Mike Scarpulla is an Associate Professor in the Departments of Electrical & Computer Engineering and Materials Science & Engineering at the University of Utah, where he has been since 2008.  Mike earned the ScB degree in MSE from Brown University in 2000, was at IBM’s Almaden Research Center for one year, then earned his PhD in MSE at UC Berkeley 2001-2006.  His PhD and postdoc work was in epitaxial growth of compound semiconductor random and nanostructured alloys using pulsed laser melting and MBE respectively.  Prof.

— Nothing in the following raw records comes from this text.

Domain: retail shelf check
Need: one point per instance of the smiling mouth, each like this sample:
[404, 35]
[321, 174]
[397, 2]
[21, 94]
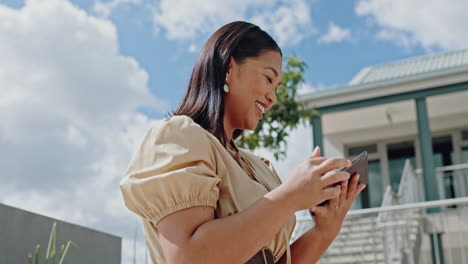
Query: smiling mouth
[259, 106]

Scarpulla’s research is multidisciplinary and highly collaborative, enlisting a wide range of techniques to tackle complex problems relating to compound semiconductors.  Unifying themes of his research program are around processing and characterization, defects in compound semiconductors, characterization of PV materials, devices and systems, and applications related to efficient electrical generation and switching.  His group has worked on topics from embedded dielectric nanoparticle light trapping, to processing and characterization of defects in abundant-element compound semiconductor materials, to laser processing for thin film solar cell absorbers, to compositional variations along grain boundaries in polycrystalline CdTe solar cells, to novel single-crystal growth for group-V doped CdTe with long minority carrier lifetime, to understanding effects of neutron and gamma radiation on GaN devices including interactions with dislocations, to time-domain characterization of changes in PV systems, and finally to manipulating and characterizing defects in the emerging ultrawide gap Ga2O3 as PI on a team of 8 PIs.  He has authored or coauthored >200 peer-reviewed and conference publications as well as >100 conference talks/posters, many invited talks, and a fun book chapter on capacitance characterization of thin film solar cells.  He enjoys time with family, fixing and making things, and uphill outdoor sports.